At InRev, we are always pushing the boundaries to bring intelligence to our systems and products. Simplify360 is obviously one of our best enterprise application doing just that. In addition to integration with multiple third party application’s API’s, major portion of our time in spent on crunching those raw data with sharp algorithms to bring insights out of it.
So let me share the basics of intelligence behind some of our analytical engines. The algorithm used by Simplify360’s automatic classifier is developed in house by the team.
Sentiment Classifier
The sentiment classifier is based on the textual analysis using unigram (single word) and bigram (word pair) features and calculate the overall sentiment using the algorithms – SVM, Maximum Entropy and Naive Bayes.
If all three algorithms agree on a common sentiment (i.e. either all positive or all negative), then the system classifies with corresponding sentiment (positive/negative). The accuracy we observe is greater than 75%.
Gender and Age Classifier
The Gender classification is based on a hybrid method. The first method maps the name to the internal database and classifies the gender.
The second method is based on basic heuristics to predict whether the name belongs to male or female. An example is that the names ending with a consonant is 80% male. If there is no indication of user’s names (like in blogs), the system uses textual analysis to determine gender.
Textual analysis is used to determine age group. There are certain features which are specific to a certain age group. Example, teenagers use a lot of short forms as well as words like school, teacher,homework etc., mid-age groups use children, marriage etc. Our classifier works relying on these features.

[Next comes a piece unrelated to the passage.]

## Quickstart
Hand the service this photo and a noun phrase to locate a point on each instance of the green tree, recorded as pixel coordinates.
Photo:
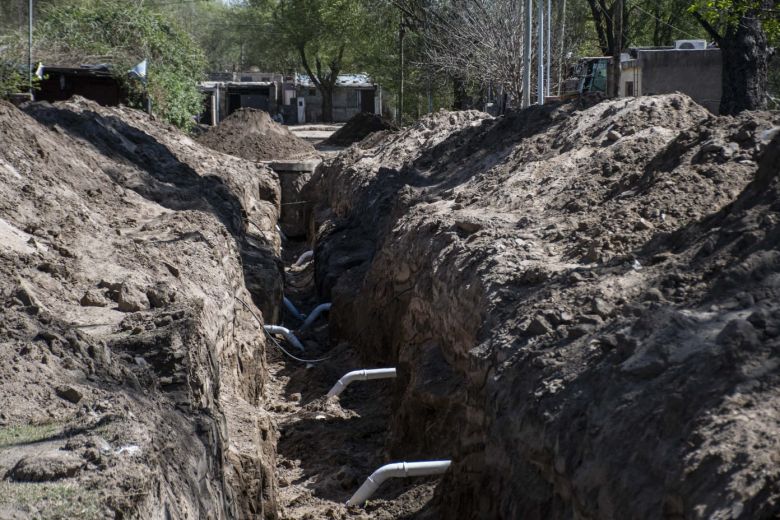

Accuracy is about 60% for age and 70% for gender analysis. We are still working to improve the model.
Brand Influencer
In addition to klout score, which is a third party API (only for volume based systems), the system calculates a score based on various parameters of the profile. Currently, the system only classifies the influence of the Twitter Profile. The system considers the age of account, number of tweets made, the follower/following ration, and the retweets received etc.